When writing your own checks, there are some shell script programming
techniques you should avoid in order to make your code portable. The
Bourne shell and upward-compatible shells like Bash and the Korn shell
have evolved over the years, but to prevent trouble, do not take
advantage of features that were added after UNIX version 7, circa 1977.
You should not use shell functions, aliases, negated character classes,
or other features that are not found in all Bourne-compatible shells;
restrict yourself to the lowest common denominator. Even unset
is not supported by all shells! Also, include a space after the
exclamation point in interpreter specifications, like this:
#! /usr/bin/perl
If you omit the space before the path, then 4.2BSD based systems (such as Sequent DYNIX) will ignore the line, because they interpret `#! /' as a 4-byte magic number.

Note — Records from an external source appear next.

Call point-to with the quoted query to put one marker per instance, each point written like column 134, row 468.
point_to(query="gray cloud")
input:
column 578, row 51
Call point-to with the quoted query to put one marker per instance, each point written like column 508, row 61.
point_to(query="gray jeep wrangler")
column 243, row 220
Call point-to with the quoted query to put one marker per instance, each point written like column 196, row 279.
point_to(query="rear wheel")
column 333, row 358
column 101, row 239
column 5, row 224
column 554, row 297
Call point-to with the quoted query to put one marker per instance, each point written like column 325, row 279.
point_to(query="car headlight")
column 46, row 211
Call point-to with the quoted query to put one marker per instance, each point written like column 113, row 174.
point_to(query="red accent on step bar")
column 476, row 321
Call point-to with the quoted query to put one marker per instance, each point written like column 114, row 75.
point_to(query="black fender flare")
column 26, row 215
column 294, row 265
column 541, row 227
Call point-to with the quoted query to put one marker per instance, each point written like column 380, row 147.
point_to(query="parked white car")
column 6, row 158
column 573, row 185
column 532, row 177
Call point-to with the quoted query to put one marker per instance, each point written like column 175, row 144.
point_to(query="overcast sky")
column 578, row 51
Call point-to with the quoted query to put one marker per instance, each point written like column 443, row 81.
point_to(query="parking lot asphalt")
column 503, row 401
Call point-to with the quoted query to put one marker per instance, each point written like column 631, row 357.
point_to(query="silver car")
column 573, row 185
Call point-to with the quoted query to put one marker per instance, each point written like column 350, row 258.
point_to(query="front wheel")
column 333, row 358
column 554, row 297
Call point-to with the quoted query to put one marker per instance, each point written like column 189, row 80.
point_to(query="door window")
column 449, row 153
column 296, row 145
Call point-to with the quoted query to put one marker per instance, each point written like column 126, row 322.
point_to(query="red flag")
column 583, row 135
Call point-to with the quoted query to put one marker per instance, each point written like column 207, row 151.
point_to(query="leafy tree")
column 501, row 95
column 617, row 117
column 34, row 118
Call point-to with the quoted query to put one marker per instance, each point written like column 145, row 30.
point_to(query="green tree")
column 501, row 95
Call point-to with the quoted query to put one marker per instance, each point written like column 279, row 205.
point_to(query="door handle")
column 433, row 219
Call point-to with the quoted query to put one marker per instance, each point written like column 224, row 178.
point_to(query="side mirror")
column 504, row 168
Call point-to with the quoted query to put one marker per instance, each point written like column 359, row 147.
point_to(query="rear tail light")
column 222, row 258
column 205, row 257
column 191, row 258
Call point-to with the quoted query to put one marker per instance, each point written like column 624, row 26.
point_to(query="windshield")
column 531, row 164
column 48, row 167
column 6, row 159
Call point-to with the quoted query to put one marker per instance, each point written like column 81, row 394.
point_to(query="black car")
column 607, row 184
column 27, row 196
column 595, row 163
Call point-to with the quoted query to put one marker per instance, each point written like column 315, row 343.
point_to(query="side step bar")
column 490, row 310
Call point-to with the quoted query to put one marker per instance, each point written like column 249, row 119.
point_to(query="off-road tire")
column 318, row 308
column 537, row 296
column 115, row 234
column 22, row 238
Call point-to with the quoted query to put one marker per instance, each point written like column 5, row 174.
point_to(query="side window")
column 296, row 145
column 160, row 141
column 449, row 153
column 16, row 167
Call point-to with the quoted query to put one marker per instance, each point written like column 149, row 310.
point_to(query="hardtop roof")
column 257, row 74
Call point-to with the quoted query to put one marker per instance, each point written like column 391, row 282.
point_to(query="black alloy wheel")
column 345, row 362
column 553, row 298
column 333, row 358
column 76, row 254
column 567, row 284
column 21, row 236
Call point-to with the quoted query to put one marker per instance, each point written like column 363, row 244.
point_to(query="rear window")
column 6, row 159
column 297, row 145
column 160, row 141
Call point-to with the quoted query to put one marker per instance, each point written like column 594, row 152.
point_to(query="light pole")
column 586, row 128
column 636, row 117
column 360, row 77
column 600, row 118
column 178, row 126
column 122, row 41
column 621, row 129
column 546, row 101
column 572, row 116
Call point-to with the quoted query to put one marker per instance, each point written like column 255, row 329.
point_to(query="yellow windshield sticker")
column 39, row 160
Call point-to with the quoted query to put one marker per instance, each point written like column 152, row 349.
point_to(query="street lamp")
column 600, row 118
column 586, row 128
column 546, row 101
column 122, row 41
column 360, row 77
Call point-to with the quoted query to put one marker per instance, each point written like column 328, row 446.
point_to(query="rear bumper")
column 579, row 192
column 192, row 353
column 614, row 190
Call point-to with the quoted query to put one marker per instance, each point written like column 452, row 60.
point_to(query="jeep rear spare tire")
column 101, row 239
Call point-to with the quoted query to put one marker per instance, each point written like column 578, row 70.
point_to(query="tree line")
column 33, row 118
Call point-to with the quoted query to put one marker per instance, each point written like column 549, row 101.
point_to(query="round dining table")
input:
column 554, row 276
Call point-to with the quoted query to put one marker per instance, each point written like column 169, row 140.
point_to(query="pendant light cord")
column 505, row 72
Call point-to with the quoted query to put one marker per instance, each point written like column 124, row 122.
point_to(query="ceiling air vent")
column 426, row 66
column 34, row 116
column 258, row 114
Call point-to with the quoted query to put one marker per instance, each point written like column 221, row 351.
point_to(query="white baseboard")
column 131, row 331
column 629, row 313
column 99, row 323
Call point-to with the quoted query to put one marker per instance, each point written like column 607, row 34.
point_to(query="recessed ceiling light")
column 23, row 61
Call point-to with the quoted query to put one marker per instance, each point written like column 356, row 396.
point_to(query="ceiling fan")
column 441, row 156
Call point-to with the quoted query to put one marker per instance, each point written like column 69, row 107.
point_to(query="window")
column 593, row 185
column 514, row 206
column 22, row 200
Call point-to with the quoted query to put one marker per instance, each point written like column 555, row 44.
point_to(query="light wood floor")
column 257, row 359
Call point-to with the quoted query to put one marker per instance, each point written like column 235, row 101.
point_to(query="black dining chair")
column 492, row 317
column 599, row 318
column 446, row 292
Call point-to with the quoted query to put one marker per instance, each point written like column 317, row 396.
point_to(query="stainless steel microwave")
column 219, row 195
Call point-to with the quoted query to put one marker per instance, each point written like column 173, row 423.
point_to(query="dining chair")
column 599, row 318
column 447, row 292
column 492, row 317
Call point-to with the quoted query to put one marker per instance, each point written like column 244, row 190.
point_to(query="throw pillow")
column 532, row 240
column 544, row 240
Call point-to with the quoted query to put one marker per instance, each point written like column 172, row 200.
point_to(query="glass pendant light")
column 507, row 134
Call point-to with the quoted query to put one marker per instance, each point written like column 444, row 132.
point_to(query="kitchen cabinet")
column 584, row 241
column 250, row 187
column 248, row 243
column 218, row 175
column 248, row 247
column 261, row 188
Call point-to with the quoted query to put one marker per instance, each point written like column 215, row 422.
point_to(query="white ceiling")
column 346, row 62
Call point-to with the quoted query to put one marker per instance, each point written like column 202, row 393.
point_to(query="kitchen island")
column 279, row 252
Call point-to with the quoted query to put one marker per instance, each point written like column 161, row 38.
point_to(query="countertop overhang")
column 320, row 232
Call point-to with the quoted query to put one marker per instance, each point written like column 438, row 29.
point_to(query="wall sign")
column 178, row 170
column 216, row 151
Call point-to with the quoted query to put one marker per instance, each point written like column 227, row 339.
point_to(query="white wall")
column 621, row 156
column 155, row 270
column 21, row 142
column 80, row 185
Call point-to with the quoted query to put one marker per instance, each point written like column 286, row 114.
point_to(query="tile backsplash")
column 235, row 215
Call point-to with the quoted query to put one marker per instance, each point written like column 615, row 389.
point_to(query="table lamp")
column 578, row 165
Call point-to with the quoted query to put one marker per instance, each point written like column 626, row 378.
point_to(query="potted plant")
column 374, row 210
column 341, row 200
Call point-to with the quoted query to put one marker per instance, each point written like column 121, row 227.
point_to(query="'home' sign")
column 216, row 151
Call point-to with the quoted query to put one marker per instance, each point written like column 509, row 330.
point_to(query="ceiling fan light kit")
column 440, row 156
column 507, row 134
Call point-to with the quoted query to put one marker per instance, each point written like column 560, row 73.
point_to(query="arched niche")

The set of external programs you should run in a configure
script
is fairly small. See section `Utilities in Makefiles' in GNU Coding Standards, for the list. This
restriction allows users to start out with a fairly small set of
programs and build the rest, avoiding too many interdependencies between
packages.
Some of these external utilities have a portable subset of features, as
well; for example, don't rely on ln
having a `-f' option or
cat
having any options. sed
scripts should not contain
comments or use branch labels longer than 8 characters. Don't use
`grep -s' to suppress output, because `grep -s' on System V
does not suppress output, only error messages. Instead, redirect the
standard output and standard error (in case the file doesn't exist) of
grep
to `/dev/null'. Check the exit status of grep
to determine whether it found a match.